京アニ放火から半年 「心の負担軽くできたら」 やけど傷痕用のサポーターで被害者家族を支援

京アニ放火から半年 「心の負担軽くできたら」 やけど傷痕用のサポーターで被害者家族を支援

やけどの傷痕の盛り上がりなどを防ぐサポーターを開発した石井寛隆さん。患者の体形や患部の位置に合わせてオーダーメードで作る=愛知県春日井市で2019年12月20日午後2時50分、菅沼舞撮影

 京都市伏見区の「京都アニメーション」第1スタジオが放火され、36人が死亡した事件から18日で半年になる。重軽傷を負った33人の中には、後遺症に苦しむ人も少なくない。愛知県春日井市の義肢装具士の男性は、やけどの傷痕を保護して悪化を防ぐオーダーメードのサポーターを1人の女性に贈った。「やけどの痕は残りやすく、コンプレックスになる患者さんが多い。心の負担も軽くできれば」。他の被害者も支援したいと考えている。

 男性は、義肢やコルセット、リハビリ用具の製造会社を経営する石井寛隆さん(53)。

 ひどいやけどをした場合、傷痕が盛り上がる「ケロイド」になったり、皮膚が引きつったりする。そこに紫外線を浴びると色素が沈着するほか、洋服との摩擦や汗でかゆくなる。早い段階で傷を適度に圧迫すれば、皮膚の盛り上がりをある程度抑えられるが、伸縮性のある包帯を巻く方法は手間がかかり、体を動かしづらくなる。石井さんは25年ほど前、「すっきりと身に着けられるものがほしい」と知り合いの形成外科医に頼まれ、独自のサポーターを開発した。
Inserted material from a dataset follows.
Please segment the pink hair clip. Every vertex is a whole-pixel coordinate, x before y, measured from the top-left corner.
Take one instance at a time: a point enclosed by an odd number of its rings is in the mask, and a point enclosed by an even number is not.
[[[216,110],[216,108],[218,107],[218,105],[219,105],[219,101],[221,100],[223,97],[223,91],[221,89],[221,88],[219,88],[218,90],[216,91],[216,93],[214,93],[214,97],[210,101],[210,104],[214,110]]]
 サポーターは伸縮性のあるナイロン製で、血流を止めない程度の圧力を広い患部に均一にかけられるのが特徴。体格や傷の状態は一人一人異なるため、患者の元に出向いて石こうで型を取る。型取りにかかる時間は説明も含めて30分程度で、約1週間で完成する。

 石井さんは京都府福知山市で2013年8月、花火大会の露店で爆発が起き小学生ら3人が死亡、55人が重軽傷を負った事故でも7家族13人に提供するなど、約1000人にサポーターを届けてきた。型を取る際、「この先の人生をどう生きればいいのか」などと、医師にも話せない悩みを打ち明けられることもあり、「体だけでなく、心にも大きな傷を負っているんだ」と胸を痛めてきた。本人だけでなく、家族が傷痕を見て長く苦しむケースも少なくないという。

 京アニの被害者の女性とは、家族から問い合わせがあって縁ができた。サポーターは数千〜数万円で販売しているが「何の落ち度もない人が故意に傷つけられており、お金をもらうのはおかしい」と、無償で提供することにした。なるべく早い段階からサポーターを使うとより効果があるものの、まだ1人としか接点がないという。

 露店爆発事故で妻と長男が重いやけどをした京都市の盛本英靖さん(53)は「妻は2年間着けて効果を感じた。傷が消えることはないが、京アニの人たちもサポーターで悲しみが少しでも和らぐといいと思う」と話す。